No man is an Iland, intire of itselfe; every man is a peece of the Continent, a part of the maine; if a Clod bee washed away by the Sea, Europe is the lesse, as well as if a Promontorie were, as well as if a Manor of thy friends or of thine owne were; any mans death diminishes me, because I am involved in Mankinde; And therefore never send to know for whom the bell tolls; It tolls for thee.~~John Donne
In the last few weeks we've watched the news with horror and disbelief as hundreds of people have died in earthquakes, tsunamis and other assorted disasters. Bus and train and plane accidents. House fires. Flash floods. Tornadoes. Blizzards and ice storms. Avalanches. Hurricanes, typhoons and cyclones. And the ever-present losses in war.
With every loss of life, we suffer grief--whether or not we know the victim personally. All deaths diminish our souls. We may not consciously know this, but instinctively, our hearts grieve each loss.
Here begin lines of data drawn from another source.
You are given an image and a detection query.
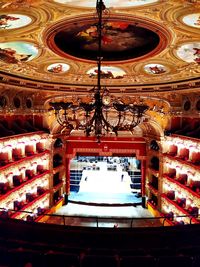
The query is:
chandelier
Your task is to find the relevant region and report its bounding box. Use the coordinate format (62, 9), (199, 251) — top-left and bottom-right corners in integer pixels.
(49, 0), (148, 142)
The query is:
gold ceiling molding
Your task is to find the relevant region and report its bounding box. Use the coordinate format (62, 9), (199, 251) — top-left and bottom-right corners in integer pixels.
(0, 0), (200, 94)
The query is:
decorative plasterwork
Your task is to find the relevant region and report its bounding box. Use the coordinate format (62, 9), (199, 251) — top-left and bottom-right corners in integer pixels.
(0, 0), (200, 93)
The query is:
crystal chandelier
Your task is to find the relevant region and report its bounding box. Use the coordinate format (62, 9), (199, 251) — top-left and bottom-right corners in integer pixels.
(49, 0), (148, 142)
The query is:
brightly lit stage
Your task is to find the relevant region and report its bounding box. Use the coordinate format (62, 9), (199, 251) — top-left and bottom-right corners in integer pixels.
(68, 165), (142, 206)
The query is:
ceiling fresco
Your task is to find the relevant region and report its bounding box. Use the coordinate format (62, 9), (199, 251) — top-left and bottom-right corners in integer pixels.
(183, 13), (200, 28)
(0, 14), (32, 30)
(0, 42), (38, 64)
(177, 42), (200, 64)
(54, 21), (160, 61)
(0, 0), (200, 93)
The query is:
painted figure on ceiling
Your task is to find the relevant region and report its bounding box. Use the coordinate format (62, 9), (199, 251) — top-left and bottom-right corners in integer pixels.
(48, 64), (63, 73)
(0, 15), (19, 29)
(149, 65), (165, 74)
(0, 48), (32, 64)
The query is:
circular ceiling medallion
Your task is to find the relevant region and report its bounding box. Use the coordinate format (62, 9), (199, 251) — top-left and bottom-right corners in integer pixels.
(176, 42), (200, 64)
(87, 66), (126, 79)
(54, 0), (158, 8)
(0, 42), (38, 64)
(46, 18), (169, 62)
(144, 64), (167, 74)
(183, 13), (200, 28)
(47, 63), (70, 74)
(0, 14), (32, 30)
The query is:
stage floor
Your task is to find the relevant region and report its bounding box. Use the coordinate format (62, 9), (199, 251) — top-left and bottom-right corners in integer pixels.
(47, 203), (162, 228)
(68, 192), (142, 206)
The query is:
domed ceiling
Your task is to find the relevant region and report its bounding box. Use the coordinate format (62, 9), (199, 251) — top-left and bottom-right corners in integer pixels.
(0, 0), (200, 94)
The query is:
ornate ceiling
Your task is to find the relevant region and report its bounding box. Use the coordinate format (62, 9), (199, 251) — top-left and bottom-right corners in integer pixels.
(0, 0), (200, 94)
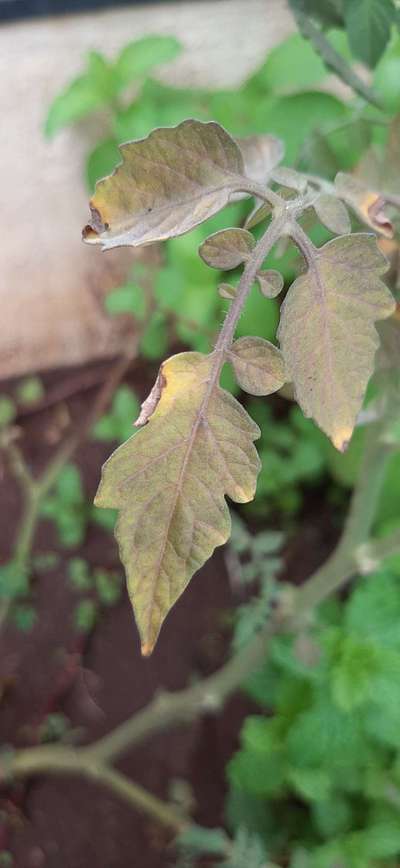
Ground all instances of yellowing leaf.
[335,172,394,238]
[228,337,285,395]
[83,120,250,250]
[314,193,351,235]
[279,233,395,450]
[218,283,237,301]
[95,353,260,655]
[199,229,256,271]
[256,268,283,298]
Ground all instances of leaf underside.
[279,233,395,450]
[228,337,285,396]
[95,353,260,655]
[83,120,249,250]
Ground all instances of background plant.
[2,10,399,868]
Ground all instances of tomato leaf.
[95,353,260,655]
[199,229,256,271]
[83,120,251,250]
[228,337,285,395]
[279,233,395,451]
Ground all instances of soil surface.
[0,356,337,868]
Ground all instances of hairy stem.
[9,746,187,833]
[4,424,400,831]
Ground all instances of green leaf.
[279,234,395,451]
[313,193,351,235]
[199,229,256,271]
[95,353,259,655]
[288,768,332,804]
[330,635,380,711]
[83,120,255,250]
[114,36,182,89]
[45,51,115,137]
[289,0,343,27]
[228,337,285,395]
[175,823,229,856]
[247,33,327,96]
[228,717,286,797]
[312,793,353,840]
[344,0,395,67]
[373,37,400,114]
[86,139,120,192]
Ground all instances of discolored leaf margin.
[199,228,256,271]
[278,233,395,451]
[83,120,260,250]
[218,283,237,301]
[335,172,394,238]
[314,193,351,235]
[228,337,285,396]
[256,268,284,298]
[95,352,260,655]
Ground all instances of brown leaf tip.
[133,365,167,428]
[140,642,154,657]
[82,202,110,244]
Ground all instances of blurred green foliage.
[227,558,400,868]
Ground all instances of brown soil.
[0,358,336,868]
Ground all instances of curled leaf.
[272,166,308,193]
[279,233,395,451]
[199,229,256,271]
[228,337,285,395]
[218,283,237,301]
[83,120,255,250]
[256,268,284,298]
[95,353,260,655]
[314,193,351,235]
[335,172,394,238]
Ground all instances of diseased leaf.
[314,193,351,235]
[218,283,237,301]
[95,353,260,655]
[199,229,256,271]
[256,268,284,298]
[335,172,394,238]
[83,120,255,250]
[273,166,307,193]
[236,133,285,184]
[228,337,285,395]
[279,233,395,450]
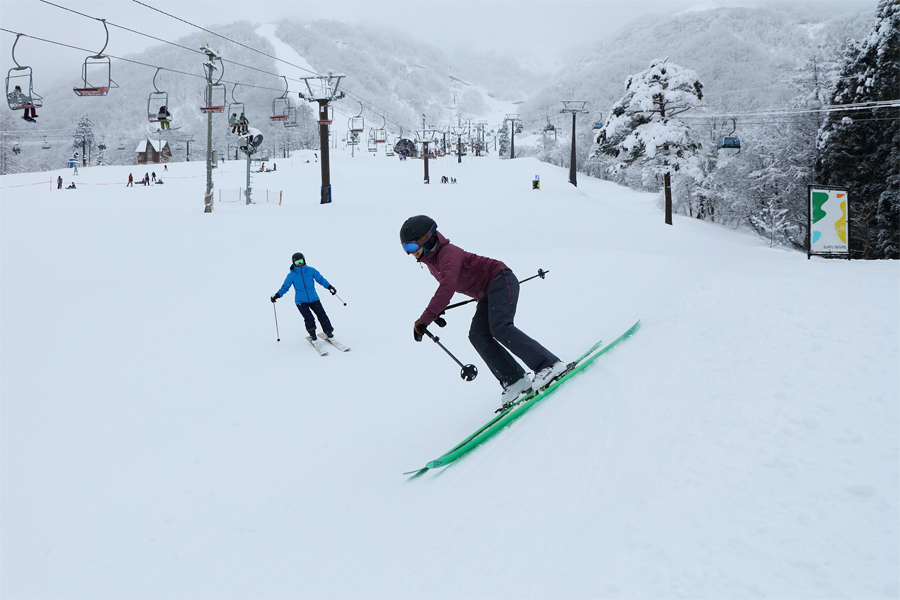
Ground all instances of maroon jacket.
[419,232,509,325]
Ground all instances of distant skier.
[400,215,566,406]
[6,85,37,123]
[270,252,337,340]
[156,106,172,131]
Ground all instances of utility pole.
[506,114,519,159]
[300,73,344,204]
[559,100,589,187]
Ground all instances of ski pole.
[272,302,281,342]
[441,269,550,314]
[425,329,478,381]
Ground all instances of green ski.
[404,321,641,479]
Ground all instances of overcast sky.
[0,0,877,84]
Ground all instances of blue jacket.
[278,265,331,304]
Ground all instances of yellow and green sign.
[809,186,850,255]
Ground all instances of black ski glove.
[413,320,427,342]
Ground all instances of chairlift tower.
[453,125,467,164]
[299,73,344,204]
[200,46,225,213]
[416,127,437,183]
[559,100,590,187]
[506,114,519,159]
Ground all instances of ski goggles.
[400,241,422,254]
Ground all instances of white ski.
[306,337,328,356]
[319,332,350,352]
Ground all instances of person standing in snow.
[400,215,566,406]
[270,252,337,339]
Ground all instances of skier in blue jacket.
[270,252,337,339]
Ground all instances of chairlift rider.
[157,106,172,130]
[7,85,37,123]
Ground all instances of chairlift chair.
[72,19,119,96]
[147,67,169,123]
[318,104,334,125]
[6,33,43,110]
[716,136,741,152]
[200,83,227,114]
[284,106,300,127]
[269,75,292,121]
[375,116,387,144]
[228,84,244,119]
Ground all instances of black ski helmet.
[400,215,437,254]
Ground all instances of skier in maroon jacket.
[400,215,566,406]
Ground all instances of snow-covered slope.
[0,151,900,598]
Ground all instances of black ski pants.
[469,269,559,388]
[297,300,334,337]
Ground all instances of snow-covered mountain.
[0,141,900,599]
[0,3,871,172]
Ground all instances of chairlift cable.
[34,0,426,129]
[130,0,321,77]
[40,0,312,89]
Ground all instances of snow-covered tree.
[815,0,900,258]
[592,59,703,225]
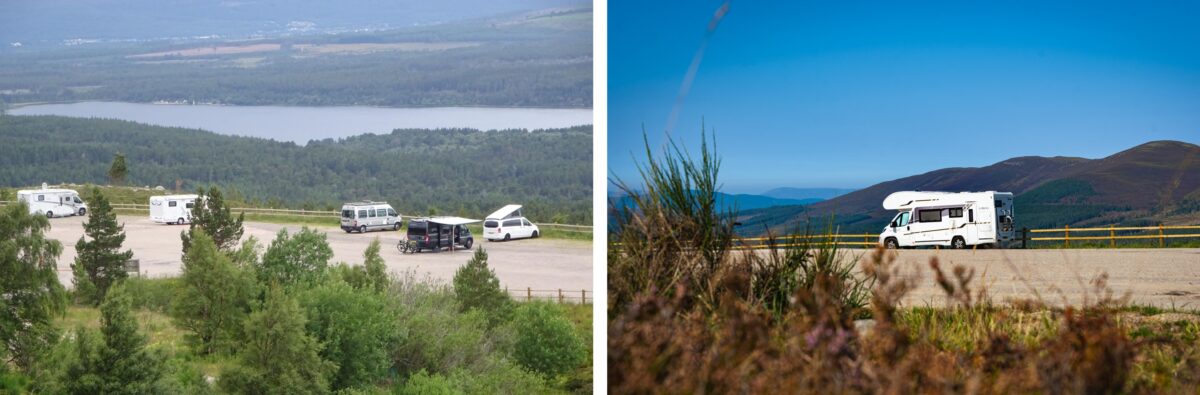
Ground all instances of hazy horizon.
[608,1,1200,193]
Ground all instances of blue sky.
[608,0,1200,193]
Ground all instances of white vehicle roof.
[342,202,388,207]
[150,194,200,201]
[487,204,521,220]
[883,191,1013,210]
[419,216,479,226]
[17,190,79,194]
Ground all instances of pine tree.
[454,247,512,328]
[66,287,172,394]
[0,203,66,370]
[180,187,246,253]
[108,152,130,185]
[220,287,337,394]
[172,229,257,354]
[71,187,133,305]
[362,238,389,292]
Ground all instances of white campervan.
[342,202,401,233]
[150,194,199,225]
[17,184,88,217]
[484,204,540,241]
[880,191,1016,249]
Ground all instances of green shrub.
[454,247,512,328]
[218,285,337,394]
[299,281,397,390]
[121,277,182,313]
[396,370,464,395]
[258,227,334,286]
[390,272,494,375]
[510,303,587,376]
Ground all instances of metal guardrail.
[1022,225,1200,247]
[0,201,592,229]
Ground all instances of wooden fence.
[504,288,595,304]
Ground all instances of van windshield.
[408,221,430,237]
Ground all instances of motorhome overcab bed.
[150,194,199,225]
[880,191,1016,249]
[17,184,88,217]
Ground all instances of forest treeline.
[0,115,592,223]
[0,12,592,108]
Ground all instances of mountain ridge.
[739,140,1200,233]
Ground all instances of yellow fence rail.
[1026,225,1200,247]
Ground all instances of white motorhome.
[17,184,88,217]
[150,194,199,225]
[484,204,541,241]
[342,202,401,233]
[880,191,1016,249]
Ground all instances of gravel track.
[47,215,592,291]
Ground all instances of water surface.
[8,102,592,144]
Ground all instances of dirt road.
[848,249,1200,309]
[48,216,592,294]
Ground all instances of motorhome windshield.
[408,221,430,235]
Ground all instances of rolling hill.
[739,140,1200,234]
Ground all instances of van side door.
[906,209,946,245]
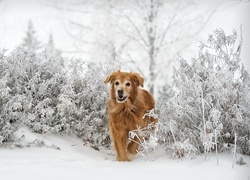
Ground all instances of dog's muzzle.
[116,89,127,103]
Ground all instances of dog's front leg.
[114,131,130,161]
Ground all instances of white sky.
[0,0,250,69]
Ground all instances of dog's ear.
[131,73,144,87]
[104,71,120,83]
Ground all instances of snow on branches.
[160,29,250,158]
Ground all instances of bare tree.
[115,0,222,94]
[47,0,222,94]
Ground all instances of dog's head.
[104,71,144,103]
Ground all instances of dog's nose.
[117,89,123,96]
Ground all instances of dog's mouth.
[116,96,127,103]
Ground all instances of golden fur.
[104,71,157,161]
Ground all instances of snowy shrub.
[159,30,250,155]
[129,109,158,161]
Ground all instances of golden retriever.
[104,71,158,161]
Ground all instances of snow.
[0,127,250,180]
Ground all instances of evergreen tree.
[160,30,250,155]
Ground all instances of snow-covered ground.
[0,128,250,180]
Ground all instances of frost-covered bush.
[0,49,30,144]
[159,30,250,155]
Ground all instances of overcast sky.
[0,0,250,69]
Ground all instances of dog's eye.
[126,83,130,86]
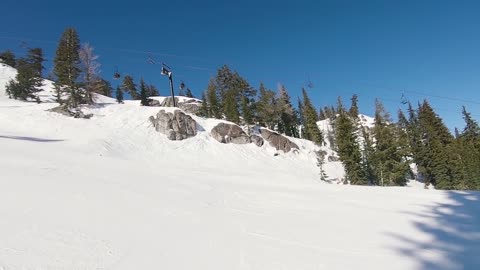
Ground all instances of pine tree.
[417,100,453,189]
[256,83,281,130]
[297,97,308,140]
[5,49,43,102]
[147,84,159,97]
[93,78,112,97]
[242,97,253,125]
[372,99,409,186]
[78,43,100,104]
[115,86,123,104]
[318,108,328,121]
[185,87,194,98]
[0,50,17,67]
[315,150,328,181]
[335,104,368,185]
[206,79,222,119]
[120,75,140,100]
[348,94,359,119]
[26,48,45,78]
[200,92,211,117]
[302,89,323,145]
[140,78,148,106]
[454,106,480,190]
[278,85,299,137]
[54,28,82,108]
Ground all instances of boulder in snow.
[260,128,298,153]
[250,135,264,147]
[210,123,251,144]
[149,110,197,141]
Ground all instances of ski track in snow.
[0,65,480,270]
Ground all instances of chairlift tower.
[160,63,177,107]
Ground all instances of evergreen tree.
[147,84,159,97]
[5,49,43,102]
[200,92,211,117]
[25,48,45,78]
[372,99,409,186]
[335,101,368,185]
[0,50,17,67]
[54,28,82,108]
[214,65,256,123]
[115,86,123,104]
[297,97,308,140]
[348,94,359,119]
[256,83,281,130]
[417,100,453,189]
[78,43,100,104]
[206,79,222,119]
[315,150,328,181]
[458,107,480,190]
[318,108,328,121]
[93,78,112,97]
[278,85,299,137]
[140,78,148,106]
[120,75,140,100]
[185,87,194,98]
[302,89,323,145]
[242,97,253,125]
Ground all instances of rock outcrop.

After such an enormous disaster as the one unfolding in Japan or the earlier one in Christchurch, our first thought is to call a friend or relative. Though we may not actually admit why we do so, the comfort of our loved one's voice, the contact we make with our friend is necessary if we are to survive the crushing blow of yet another loss.
Some cope by finding other diversions. Some plunge in the disaster by volunteering their time or services. Some mourn publicly. Others curl up on the couch and weep.
Whatever route we take, underneath we are bracing for the next loss. For such is life. Fortunately, death is offset by birth. And love. In our despair, we smile. In our heartache, we embrace. And life goes on.